Grâce à son esprit industrieux, mais aussi à son grand sens de la solidarité, la communauté a mieux réussi que beaucoup d’autres son intégration économique. Après la première génération, qui a travaillé dans les grandes industries, la seconde crée maintenant des petites entreprises de construction, de restauration ou de confection à domicile. Autosuffisante, vivant sur ses principes, la communauté turque a aussi tendance à s’autoréguler. « Il y a moins de délinquance chez nous, assure un commerçant, car les parents, ou la famille proche, ou le voisinage, s’occupent encore des enfants et ne les laissent pas traîner dans les rues. » Une prise en charge qui tourne parfois au drame. Comme à Colmar, en 1993, lorsqu’un père avait tué sa jeune fille sous prétexte qu’elle fréquentait un Français. Plusieurs autres pères de famille turcs avaient publiquement défendu leur compatriote. « C’était une question d’honneur. »
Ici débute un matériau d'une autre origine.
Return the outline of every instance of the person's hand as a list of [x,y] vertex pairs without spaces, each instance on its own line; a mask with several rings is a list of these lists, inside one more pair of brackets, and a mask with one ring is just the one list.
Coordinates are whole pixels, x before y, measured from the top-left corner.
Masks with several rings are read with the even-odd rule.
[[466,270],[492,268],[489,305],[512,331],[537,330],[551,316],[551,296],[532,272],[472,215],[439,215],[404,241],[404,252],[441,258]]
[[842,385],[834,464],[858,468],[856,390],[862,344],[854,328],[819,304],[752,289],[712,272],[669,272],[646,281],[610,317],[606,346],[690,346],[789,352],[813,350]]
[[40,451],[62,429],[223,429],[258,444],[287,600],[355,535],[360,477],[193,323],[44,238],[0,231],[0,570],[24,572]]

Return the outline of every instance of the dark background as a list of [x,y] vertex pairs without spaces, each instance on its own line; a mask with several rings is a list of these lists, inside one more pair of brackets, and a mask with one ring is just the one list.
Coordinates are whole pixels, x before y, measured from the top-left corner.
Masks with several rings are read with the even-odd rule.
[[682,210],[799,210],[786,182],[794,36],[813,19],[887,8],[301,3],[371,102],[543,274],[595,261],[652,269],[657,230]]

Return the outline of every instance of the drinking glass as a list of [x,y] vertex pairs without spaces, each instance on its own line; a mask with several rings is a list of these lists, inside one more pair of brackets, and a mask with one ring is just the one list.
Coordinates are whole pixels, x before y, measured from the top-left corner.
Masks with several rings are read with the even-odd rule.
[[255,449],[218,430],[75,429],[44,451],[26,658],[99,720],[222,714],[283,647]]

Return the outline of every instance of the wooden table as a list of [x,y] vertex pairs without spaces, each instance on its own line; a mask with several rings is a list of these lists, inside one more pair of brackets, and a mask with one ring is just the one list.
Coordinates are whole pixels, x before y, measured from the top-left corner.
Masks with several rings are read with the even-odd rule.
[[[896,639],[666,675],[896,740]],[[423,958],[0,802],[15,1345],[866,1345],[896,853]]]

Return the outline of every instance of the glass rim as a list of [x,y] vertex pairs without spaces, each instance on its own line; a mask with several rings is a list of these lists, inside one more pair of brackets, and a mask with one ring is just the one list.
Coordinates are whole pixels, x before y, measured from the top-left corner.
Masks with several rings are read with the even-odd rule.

Au fil des années, la communauté, dans sa volonté acharnée de ne rien perdre de sa culture d’origine, a tellement figé son mode de vie qu’elle se trouve en retard par rapport à l’évolution de la Turquie profonde, a fortiori de celle des villes. D’autant que l’islamisme radical, un mouvement venu d’Europe, tend à avoir plus d’influence sur les Turcs vivant en France que sur ceux restés en Turquie. « On voit de nombreuses jeunes filles originaires de la campagne qui ne comprennent pas ce qui leur arrive en débarquant à Paris. Chez elles, elles portaient le jean, et pas nécessairement le foulard, et voilà qu’on les oblige à se voiler et qu’on leur interdit de sortir ! », raconte Gaye Petek-Salom.
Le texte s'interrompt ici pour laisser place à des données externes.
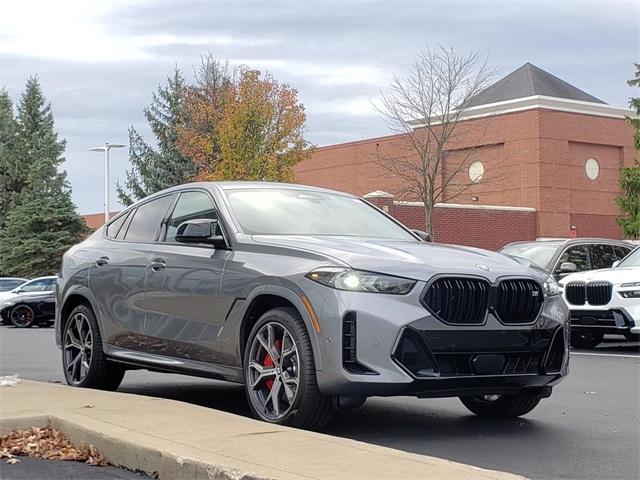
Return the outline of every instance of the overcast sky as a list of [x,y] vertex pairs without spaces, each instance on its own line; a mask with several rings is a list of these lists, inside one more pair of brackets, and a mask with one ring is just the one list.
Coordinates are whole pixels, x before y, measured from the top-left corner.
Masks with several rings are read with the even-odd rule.
[[[316,145],[387,133],[372,100],[425,47],[480,51],[507,74],[526,62],[624,107],[639,61],[638,1],[29,1],[5,0],[0,86],[17,101],[40,77],[67,140],[65,168],[81,213],[103,209],[102,157],[127,142],[177,64],[200,55],[267,70],[298,89]],[[112,153],[123,179],[126,150]],[[116,206],[117,207],[117,206]]]

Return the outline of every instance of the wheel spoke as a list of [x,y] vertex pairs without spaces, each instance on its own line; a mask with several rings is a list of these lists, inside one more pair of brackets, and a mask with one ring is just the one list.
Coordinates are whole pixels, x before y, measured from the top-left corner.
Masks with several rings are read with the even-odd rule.
[[275,368],[264,367],[256,361],[251,361],[251,363],[249,363],[249,368],[255,370],[258,374],[249,385],[253,390],[257,390],[264,380],[276,376]]

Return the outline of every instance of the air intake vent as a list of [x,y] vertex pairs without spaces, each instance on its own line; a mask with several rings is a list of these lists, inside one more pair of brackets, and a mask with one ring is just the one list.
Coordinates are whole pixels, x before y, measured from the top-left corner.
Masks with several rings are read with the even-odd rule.
[[357,320],[355,312],[347,312],[342,319],[342,366],[349,373],[360,375],[374,374],[366,365],[358,362],[357,355]]
[[474,278],[441,278],[424,295],[425,306],[443,322],[479,324],[485,320],[489,284]]
[[613,287],[609,282],[587,284],[587,301],[590,305],[606,305],[611,301]]
[[569,282],[564,287],[567,302],[571,305],[584,305],[587,301],[587,291],[583,282]]
[[543,301],[542,289],[534,280],[503,280],[495,311],[502,323],[531,323],[538,318]]

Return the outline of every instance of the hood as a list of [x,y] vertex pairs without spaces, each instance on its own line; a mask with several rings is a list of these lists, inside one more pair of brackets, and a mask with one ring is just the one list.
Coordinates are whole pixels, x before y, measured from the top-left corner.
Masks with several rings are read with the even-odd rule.
[[477,275],[494,281],[506,275],[536,277],[530,268],[495,252],[437,243],[353,237],[254,235],[257,243],[322,254],[354,269],[428,280],[437,273]]
[[593,280],[603,280],[614,285],[640,282],[640,267],[603,268],[601,270],[572,273],[560,280],[559,284],[564,286],[569,282],[591,282]]

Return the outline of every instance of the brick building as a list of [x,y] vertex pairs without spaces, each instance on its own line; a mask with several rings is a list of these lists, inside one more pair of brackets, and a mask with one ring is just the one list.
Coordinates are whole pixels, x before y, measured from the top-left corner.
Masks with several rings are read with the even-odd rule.
[[[436,241],[499,248],[539,237],[619,238],[618,172],[633,164],[632,113],[607,105],[529,63],[477,95],[465,112],[472,149],[459,175],[478,179],[434,212]],[[330,145],[295,167],[296,182],[365,196],[412,228],[424,228],[422,205],[380,158],[406,149],[402,135]],[[447,164],[450,162],[450,164]],[[454,171],[454,170],[452,170]],[[464,178],[464,183],[467,183]]]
Hatice Sahin apporte la preuve de cet étrange paradoxe. « C’est vrai que mes parents, par souci de ne pas perdre leur identité, vivent d’une manière plus traditionnelle. Mais les choses évoluent. Notamment grâce à la télévision turque, que mes parents regardent, et qui présente maintenant des programmes intéressants, des débats. Mes parents se rendent ainsi compte des changements qui interviennent en Turquie. »
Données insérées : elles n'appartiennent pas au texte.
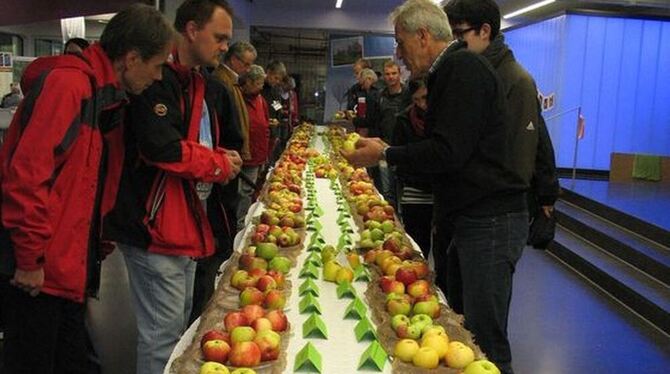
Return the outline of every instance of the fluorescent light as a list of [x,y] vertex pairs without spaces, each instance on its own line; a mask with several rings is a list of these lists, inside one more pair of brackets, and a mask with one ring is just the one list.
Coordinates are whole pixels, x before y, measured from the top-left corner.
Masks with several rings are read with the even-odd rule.
[[525,8],[521,8],[521,9],[519,9],[519,10],[516,10],[516,11],[514,11],[514,12],[512,12],[512,13],[505,14],[505,15],[503,16],[503,18],[504,18],[504,19],[508,19],[508,18],[516,17],[516,16],[518,16],[518,15],[520,15],[520,14],[524,14],[524,13],[530,12],[531,10],[535,10],[535,9],[537,9],[537,8],[541,8],[541,7],[545,6],[545,5],[549,5],[549,4],[551,4],[551,3],[555,2],[555,1],[556,1],[556,0],[544,0],[544,1],[540,1],[539,3],[535,3],[535,4],[532,4],[532,5],[529,5],[529,6],[525,7]]

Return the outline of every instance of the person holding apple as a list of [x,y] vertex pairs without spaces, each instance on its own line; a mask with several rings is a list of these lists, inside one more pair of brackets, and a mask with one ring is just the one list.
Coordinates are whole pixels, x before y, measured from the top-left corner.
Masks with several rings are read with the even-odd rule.
[[174,37],[158,10],[137,4],[81,55],[26,68],[0,153],[0,268],[11,279],[0,372],[89,372],[86,299],[98,291],[98,223],[123,164],[120,118],[127,93],[162,78]]
[[[105,238],[118,244],[137,320],[137,373],[163,372],[187,327],[196,261],[214,254],[208,215],[222,204],[216,185],[242,160],[219,142],[211,82],[198,71],[219,64],[232,38],[225,0],[186,0],[174,26],[181,35],[163,80],[130,100],[127,162]],[[220,85],[217,83],[217,85]]]
[[[447,271],[459,278],[465,327],[487,356],[511,373],[507,310],[514,266],[528,235],[526,186],[510,166],[505,98],[495,70],[454,41],[444,11],[408,0],[391,14],[397,54],[414,77],[425,77],[426,139],[389,146],[361,138],[344,154],[356,166],[385,160],[432,178],[433,248],[458,255]],[[451,303],[451,300],[448,298]]]

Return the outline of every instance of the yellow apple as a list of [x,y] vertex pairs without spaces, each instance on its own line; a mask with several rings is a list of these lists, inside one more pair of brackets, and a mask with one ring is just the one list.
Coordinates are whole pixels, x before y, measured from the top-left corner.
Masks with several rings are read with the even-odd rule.
[[461,342],[449,343],[449,349],[444,357],[444,363],[450,368],[463,369],[475,360],[472,348]]
[[393,355],[403,362],[412,362],[412,358],[419,351],[419,343],[414,339],[402,339],[396,343]]
[[440,357],[431,347],[421,347],[412,357],[414,366],[424,369],[435,369],[440,363]]

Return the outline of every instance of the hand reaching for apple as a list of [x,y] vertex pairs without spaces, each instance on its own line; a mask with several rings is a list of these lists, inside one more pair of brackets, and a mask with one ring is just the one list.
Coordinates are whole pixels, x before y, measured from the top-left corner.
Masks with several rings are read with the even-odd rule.
[[16,269],[14,278],[9,281],[12,286],[18,287],[21,290],[35,297],[39,295],[42,285],[44,284],[44,270],[21,270]]
[[379,138],[361,137],[356,142],[356,150],[353,152],[342,152],[342,156],[354,167],[374,166],[382,159],[382,151],[387,146]]

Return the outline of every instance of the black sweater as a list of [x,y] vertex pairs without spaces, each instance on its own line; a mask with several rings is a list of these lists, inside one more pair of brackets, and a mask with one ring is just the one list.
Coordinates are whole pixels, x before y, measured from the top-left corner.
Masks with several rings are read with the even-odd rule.
[[437,219],[524,210],[525,186],[508,161],[505,97],[488,61],[454,44],[427,82],[427,139],[389,148],[389,164],[434,176]]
Beaucoup de jeunes nés et vivant en France refusent ce détour par la mère patrie. Certains se sont tout simplement fondus dans la société française. « Je suis d’abord moi », explique Meral Umac, qui se dit, elle aussi, « sidérée » par le fossé existant entre les filles vivant en Turquie et celles appartenant à la communauté de France.

« Je suis français, et tout mon travail consiste à faire cohabiter dans mon pays des gens de cultures différentes », explique Saban Kiper, 25 ans, porte-parole à Strasbourg d’un mouvement de jeunes. Originaire d’un milieu traditionaliste, lui-même très croyant et pratiquant, il a pris sa carte du Parti socialiste, même s’il se prononce contre la loi sur le foulard à l’école et que sa femme soit voilée. « Il faut que les jeunes de l’immigration, d’où qu’ils viennent, comprennent que c’est là notre pays. »

Architecte à Paris, Muhammet Ali Soylu, 29 ans, parle avec autant de tendresse que de sévérité des Turcs de la capitale. Tendresse : « Récemment, un jeune homme de la communauté s’est tué à moto. Nous étions plus de cent à l’hôpital puis autour de la famille pour l’aider à faire son deuil. C’est beau, cette solidarité ! » Sévérité : « On sent une certaine jalousie, une certaine distance, notamment par rapport aux jeunes qui ont fait des études ou qui vivent différemment, ceux qui ont fait des mariages mixtes ou qui s’habillent de manière plus moderne. »L’Europe ? « Cela me touche plus qu’autre chose que la Turquie ait fait des efforts considérables, et pas faciles quand on pense à l’abolition de la peine de mort ou au statut des Kurdes, et savoir qu’on ne rentrera peut-être jamais, c’est dur ! Des pays comme la Pologne n’ont pas fait tant d’efforts et ont été acceptés. »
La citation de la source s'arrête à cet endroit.